Hi all
I have try this morning to add a secondary dns... and allow transfert to get 2 dns in different subnets.
the first DNS is working correctly
[root@hxxxxm ~]# ping ns1.hxxxxm.net
PING ns1.hxxxxm.net (107.xxx.65.233) 56(84) bytes of data.
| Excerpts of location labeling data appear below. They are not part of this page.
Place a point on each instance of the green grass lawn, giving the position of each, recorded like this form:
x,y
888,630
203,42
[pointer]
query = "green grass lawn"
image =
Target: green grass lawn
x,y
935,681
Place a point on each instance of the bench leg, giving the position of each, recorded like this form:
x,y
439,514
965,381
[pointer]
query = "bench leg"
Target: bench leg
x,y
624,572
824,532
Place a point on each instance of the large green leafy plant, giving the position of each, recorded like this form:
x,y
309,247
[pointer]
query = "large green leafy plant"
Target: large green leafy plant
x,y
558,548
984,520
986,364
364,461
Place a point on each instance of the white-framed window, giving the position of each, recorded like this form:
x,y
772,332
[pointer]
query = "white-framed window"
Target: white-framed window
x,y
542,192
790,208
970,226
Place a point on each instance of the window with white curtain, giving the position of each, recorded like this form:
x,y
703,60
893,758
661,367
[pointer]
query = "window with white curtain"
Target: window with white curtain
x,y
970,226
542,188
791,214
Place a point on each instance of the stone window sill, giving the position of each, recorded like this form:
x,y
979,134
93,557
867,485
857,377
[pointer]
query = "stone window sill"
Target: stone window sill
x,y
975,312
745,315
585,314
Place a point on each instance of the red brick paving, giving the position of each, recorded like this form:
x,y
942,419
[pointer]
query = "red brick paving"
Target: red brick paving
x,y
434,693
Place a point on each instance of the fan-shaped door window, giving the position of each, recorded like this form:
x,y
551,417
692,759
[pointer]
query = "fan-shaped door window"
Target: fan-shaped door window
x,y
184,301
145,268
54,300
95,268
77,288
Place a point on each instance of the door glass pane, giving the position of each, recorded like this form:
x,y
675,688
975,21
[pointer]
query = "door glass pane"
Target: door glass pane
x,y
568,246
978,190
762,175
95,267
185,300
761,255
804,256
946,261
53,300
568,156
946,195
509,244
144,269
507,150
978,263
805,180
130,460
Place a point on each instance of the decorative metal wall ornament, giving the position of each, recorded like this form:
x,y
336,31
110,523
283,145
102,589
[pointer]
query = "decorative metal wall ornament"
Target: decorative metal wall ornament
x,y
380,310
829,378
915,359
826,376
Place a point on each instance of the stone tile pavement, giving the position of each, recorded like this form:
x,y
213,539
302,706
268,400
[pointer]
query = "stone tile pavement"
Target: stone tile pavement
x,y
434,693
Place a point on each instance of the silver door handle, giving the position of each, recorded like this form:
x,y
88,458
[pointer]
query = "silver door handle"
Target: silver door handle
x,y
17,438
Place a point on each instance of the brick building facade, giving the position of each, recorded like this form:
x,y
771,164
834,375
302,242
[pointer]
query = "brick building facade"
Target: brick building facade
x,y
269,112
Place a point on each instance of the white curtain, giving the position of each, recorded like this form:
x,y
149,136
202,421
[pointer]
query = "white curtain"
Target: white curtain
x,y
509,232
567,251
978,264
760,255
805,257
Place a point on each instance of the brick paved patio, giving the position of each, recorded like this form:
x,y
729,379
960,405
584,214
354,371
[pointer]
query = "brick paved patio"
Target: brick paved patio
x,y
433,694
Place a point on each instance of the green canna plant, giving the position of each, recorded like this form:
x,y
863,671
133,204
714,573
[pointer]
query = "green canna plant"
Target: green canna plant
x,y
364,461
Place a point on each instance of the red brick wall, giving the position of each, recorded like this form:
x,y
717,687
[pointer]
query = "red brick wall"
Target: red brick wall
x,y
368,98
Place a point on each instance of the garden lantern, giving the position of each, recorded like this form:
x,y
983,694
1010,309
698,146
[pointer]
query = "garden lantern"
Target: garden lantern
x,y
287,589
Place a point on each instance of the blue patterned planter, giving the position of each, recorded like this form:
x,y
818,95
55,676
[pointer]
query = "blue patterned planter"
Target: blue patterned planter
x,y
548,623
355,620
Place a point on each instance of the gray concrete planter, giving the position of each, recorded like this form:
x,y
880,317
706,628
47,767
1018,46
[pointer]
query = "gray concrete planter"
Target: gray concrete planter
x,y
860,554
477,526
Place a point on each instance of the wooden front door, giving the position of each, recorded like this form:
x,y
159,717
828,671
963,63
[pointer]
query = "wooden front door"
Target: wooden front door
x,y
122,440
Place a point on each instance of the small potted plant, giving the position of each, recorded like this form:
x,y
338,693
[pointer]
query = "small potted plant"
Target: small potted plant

64 bytes from hxxxxm.net (107.xxx.65.233): icmp_seq=1 ttl=64 time=0.031 ms
But the second one give me a diffrent IP when i try to ping it from the kloxo-mr master server
[root@hxxxxm ~]# ping ns2.hxxxxm.net
PING ns2.hxxxxm.net.net (52.50.81.210) 56(84) bytes of data.
Kind of DNS poisining...
in kloxo i created A zone with my secondary dns... and changed __base__ on ns2 with ns2
The kloxo generated zone file:
;;; begin - dns of 'hxxxxm.net' - do not remove/modify this line
$ORIGIN hxxxxm.net.
$TTL 1209600
hxxxxm.net. IN SOA ns1.hxxxxm.net. admin.hxxxxm.net. ( 2017013134 3600 1800 604800 3600 )
hxxxxm.net. IN NS ns1.hxxxxm.net.
cp.hxxxxm.net. IN A 107.xxx.65.233
hxxxxm.net. IN A 107.xxx.65.233
ns1.hxxxxm.net. IN A 107.xxx.65.233
ns2.hxxxxm.net. IN A 92.xxx.103.12
mail.hxxxxm.net. IN A 107.xxx.65.233
www.hxxxxm.net. IN A 107.xxx.65.233
ftp.hxxxxm.net. IN A 107.xxx.65.233
stats.hxxxxm.net. IN A 107.xxx.65.233
webmail.hxxxxm.net. IN A 107.xxx.65.233
lists.hxxxxm.net. IN A 107.xxx.65.233
smtp.hxxxxm.net. IN CNAME mail.hxxxxm.net.
pop.hxxxxm.net. IN CNAME mail.hxxxxm.net.
imap.hxxxxm.net. IN CNAME mail.hxxxxm.net.
hxxxxm.net. IN MX 10 mail.hxxxxm.net.
ns2.hxxxxm.net. IN NS ns2.hxxxxm.net.
_domainkey.hxxxxm.net. IN TXT "t=y; o=-; r=admin@hxxxxm.net"
private._domainkey.hxxxxm.net. IN TXT ("v=DKIM1; g=*; k=rsa; "
"p=MIGfMA0GCSqGSIb3DQEBAQUAA4GNADCBiQKBgQDDUtm7wFK0JXhY48yTNeZkiA2S"
"zWs/5uUCdvMKz2C//TmWqD7M+KLx9McZzvAGnDuuuj5fcGNlAVQCWoKd6F+yTm95"
"PhawlIO372Dmux6reblmT6/uJGXDNjNOF4F9Ia43Q9qrIOz7sFHRSiV9FOjPKJZO"
"CtpUgcrzCfRNnhU+AwIDAQAB")
hxxxxm.net. IN TXT "v=spf1 a mx ip4:107.xxx.65.233 ~all"
_dmarc.hxxxxm.net. IN TXT "v=DMARC1; p=none; pct=20; rua=mailto:admin@hxxxxm.net"
;;; end - dns of 'hxxxxm.net' - do not remove/modify this line
I have a remark for this auto generated dns template
(maybe i m wrong):
- 1209600 would be
default rfc expiration and not $TTL must be corrected. Default TTL could be 86400
- the 604800 should be the default 1209600 RFC one.. the famous
(14days-28days)...
RFC 1912 recommends 1209600-2419200 is for default expiration and not default $TTL... the template have generated 604800 for the expiration date...
is any body have try to get working the secondary dns?